On the brink of a global blow-up
It was a neat and timely coincidence, and reminder, that Standard & Poor's chose this week to downgrade some of the world's largest banks, including the major Australian banks, even as central bankers took coordinated action to pump liquidity into the global financial system.
It was a coincidence – the ratings review had been in the pipeline for a long time – but the concurrent developments amplify the underlying message that the inability of the European authorities to come up with a consensus response to the deepening eurozone crisis has brought the system back to the brink of the kind of catastrophe so narrowly averted in the immediate aftermath of the Lehman Bros failure in 2008.
The markets' response to the central banks' action – a momentary ‘relief rally' – misread the implications of the move. Central bankers only take that kind of coordinated action when they are truly, truly concerned.
Whether or not there were individual European banks on the verge of failing, as some speculation suggested, there is little doubt that funding markets for banks – and particularly but not exclusively European markets – were seizing up. If that continued for any length of time there would be bank failures, so the intervention was a signal of distress.
It is also just a temporary measure. It doesn't address either the solvency of various nation states within the eurozone or the solvency of the eurozone banking system, which are interrelated.
Until the eurozone authorities come up with a plan to address those issues – lowering the debt burdens and/or borrowing costs of their most vulnerable members and recapitalising the eurozone banks to fill in the holes created by their exposures to sovereign debt – banks will be leery of lending to each other and markets will be extremely reluctant to provide funding.
The central banks may have bought the Europeans a little time but infusions of liquidity and some temporary lowering of borrowing costs doesn't address the fundamental structural problems in the region and the threat they pose to the global financial system and economy.
The S&P downgradings reflect a change in its methodology that looks beyond the health and stability of individual institutions to the state of the economies in which they operate and in that sense picks up the symbiotic relationship that has developed in Europe between the stability of the eurozone and the stability of its, and others', banks.
It is instructive that the world's most highly rated bank, the Dutch cooperative Rabobank, which had been the only AAA-rated bank, suffered a two-notch downgrading to AA, largely because of its location rather than its own financials.
Ratings agencies always seem to operate with hindsight, so S&P's actions only confirm what has been obvious for some time.
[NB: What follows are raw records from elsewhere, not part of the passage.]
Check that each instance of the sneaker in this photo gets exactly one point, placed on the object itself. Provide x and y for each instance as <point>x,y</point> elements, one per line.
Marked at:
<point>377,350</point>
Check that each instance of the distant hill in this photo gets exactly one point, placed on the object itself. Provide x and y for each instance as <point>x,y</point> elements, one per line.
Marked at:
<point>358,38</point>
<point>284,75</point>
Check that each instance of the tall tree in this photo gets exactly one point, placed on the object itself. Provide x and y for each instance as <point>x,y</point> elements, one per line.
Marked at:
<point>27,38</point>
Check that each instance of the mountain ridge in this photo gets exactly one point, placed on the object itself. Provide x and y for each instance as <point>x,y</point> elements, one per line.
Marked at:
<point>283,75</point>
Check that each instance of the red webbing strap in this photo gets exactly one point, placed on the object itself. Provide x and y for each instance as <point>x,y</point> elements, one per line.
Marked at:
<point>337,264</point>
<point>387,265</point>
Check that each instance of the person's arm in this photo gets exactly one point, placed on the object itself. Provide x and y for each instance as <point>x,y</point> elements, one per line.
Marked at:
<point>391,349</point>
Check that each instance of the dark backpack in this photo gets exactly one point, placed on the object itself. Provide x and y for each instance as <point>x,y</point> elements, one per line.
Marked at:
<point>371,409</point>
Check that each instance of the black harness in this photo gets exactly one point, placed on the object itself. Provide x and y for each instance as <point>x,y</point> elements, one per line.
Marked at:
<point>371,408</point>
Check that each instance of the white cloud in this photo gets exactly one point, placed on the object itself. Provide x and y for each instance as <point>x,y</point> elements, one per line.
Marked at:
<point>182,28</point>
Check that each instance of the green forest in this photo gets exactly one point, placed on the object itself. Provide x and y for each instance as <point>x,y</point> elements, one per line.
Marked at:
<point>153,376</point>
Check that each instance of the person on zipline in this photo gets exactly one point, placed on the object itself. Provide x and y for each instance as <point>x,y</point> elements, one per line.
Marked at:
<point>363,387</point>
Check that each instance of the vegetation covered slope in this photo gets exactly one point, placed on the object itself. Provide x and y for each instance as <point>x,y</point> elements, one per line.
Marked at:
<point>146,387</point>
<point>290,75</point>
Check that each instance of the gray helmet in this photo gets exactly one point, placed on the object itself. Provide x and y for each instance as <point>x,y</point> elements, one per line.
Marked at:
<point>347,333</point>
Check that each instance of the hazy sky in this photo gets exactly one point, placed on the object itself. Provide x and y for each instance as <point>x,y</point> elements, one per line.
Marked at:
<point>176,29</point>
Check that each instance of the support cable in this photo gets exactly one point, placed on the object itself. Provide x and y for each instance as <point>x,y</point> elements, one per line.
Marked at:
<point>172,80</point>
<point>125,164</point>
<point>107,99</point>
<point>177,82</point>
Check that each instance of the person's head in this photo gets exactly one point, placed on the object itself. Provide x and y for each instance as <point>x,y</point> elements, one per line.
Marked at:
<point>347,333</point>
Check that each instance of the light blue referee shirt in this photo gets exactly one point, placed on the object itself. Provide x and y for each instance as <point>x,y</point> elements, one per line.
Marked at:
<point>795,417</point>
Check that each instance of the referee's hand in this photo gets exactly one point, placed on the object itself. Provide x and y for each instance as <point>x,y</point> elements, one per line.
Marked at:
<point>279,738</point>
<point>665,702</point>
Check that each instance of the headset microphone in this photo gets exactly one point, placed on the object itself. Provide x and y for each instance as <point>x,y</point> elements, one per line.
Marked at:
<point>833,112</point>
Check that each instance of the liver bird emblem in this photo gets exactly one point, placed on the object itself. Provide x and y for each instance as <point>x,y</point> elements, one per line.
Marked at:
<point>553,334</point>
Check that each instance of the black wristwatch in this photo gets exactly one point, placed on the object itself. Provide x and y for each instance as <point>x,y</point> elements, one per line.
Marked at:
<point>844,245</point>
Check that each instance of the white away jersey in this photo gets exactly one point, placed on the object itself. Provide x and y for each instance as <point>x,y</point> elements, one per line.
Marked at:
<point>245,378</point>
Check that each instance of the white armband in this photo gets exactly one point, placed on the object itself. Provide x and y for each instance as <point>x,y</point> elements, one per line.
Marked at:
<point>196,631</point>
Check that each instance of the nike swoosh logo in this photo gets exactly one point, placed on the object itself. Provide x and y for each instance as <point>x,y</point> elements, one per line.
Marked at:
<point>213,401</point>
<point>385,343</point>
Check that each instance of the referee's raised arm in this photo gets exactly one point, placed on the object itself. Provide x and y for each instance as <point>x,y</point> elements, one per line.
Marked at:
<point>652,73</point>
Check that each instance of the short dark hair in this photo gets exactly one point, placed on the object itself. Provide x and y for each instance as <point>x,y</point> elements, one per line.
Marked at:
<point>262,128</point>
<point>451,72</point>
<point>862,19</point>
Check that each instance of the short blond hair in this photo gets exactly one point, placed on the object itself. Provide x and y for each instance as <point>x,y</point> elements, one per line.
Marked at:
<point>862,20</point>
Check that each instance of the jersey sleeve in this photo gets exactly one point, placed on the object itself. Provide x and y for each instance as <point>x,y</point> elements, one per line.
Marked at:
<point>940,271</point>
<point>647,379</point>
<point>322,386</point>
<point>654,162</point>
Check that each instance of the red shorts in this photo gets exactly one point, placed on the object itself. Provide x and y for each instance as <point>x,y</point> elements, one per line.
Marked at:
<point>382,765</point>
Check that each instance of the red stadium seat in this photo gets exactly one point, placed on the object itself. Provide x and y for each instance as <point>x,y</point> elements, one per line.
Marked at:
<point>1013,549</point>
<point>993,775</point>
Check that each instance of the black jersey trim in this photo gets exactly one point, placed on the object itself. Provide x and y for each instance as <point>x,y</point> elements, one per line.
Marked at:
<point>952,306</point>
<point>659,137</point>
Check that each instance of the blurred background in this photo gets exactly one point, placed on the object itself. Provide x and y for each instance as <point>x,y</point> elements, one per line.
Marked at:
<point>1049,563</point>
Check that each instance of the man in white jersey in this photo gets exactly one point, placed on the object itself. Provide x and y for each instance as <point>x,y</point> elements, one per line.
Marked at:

For some banks, however, the downgrade will mean an increased cost of funding and potentially the need to raise more capital.
The Australian banks, while suffering a one-notch downgrading, retained their privileged status among the handful of banks in the world to hold a AA rating. While there was some focus today on the two-notch downgrading of Macquarie Group, to BBB from A-, the rating that matters to the group – the rating for its banking business – remained at A.
As various Business Spectator columnists have been writing consistently since 2008, the point of vulnerability for the Australian system has always been its reliance on wholesale markets for a substantial proportion – close to 40 per cent – of its funding.
Despite the remarkable inflows of deposits, and the very prudent and substantial build-ups of capital and liquidity, that dependence remains the most obvious point of vulnerability for the majors.
Having said that, the Australian banks are in a stronger and more conservative position than almost every other system in the developed world and the Australian Prudential Regulation Authority and Reserve Bank have already put in place mechanisms for providing emergency liquidity, at a price, should funding markets freeze for any significant period.
All the majors say they could survive for at least several months without any access to wholesale debt markets. If those markets were closed for months, the fate of the Australian banks would, in a sense, be of far less consequence than what it would say about the global banking and financial system – which presumably would have imploded by then.
The injection of liquidity into the system by the central banks – and the heightened attention the S&P downgrades draw to the environment individual banks are operating in, as well as their own conditions – highlights the linkage between what's happening, and not happening, in Europe and the threats this poses to global financial stability.
Presumably the central bankers have conveyed some more private messages of their concerns to the eurozone authorities as well. The time is running out for some substantive response by those authorities to avert what would otherwise almost inevitably be a disastrous outcome, and not just for the eurozone itself.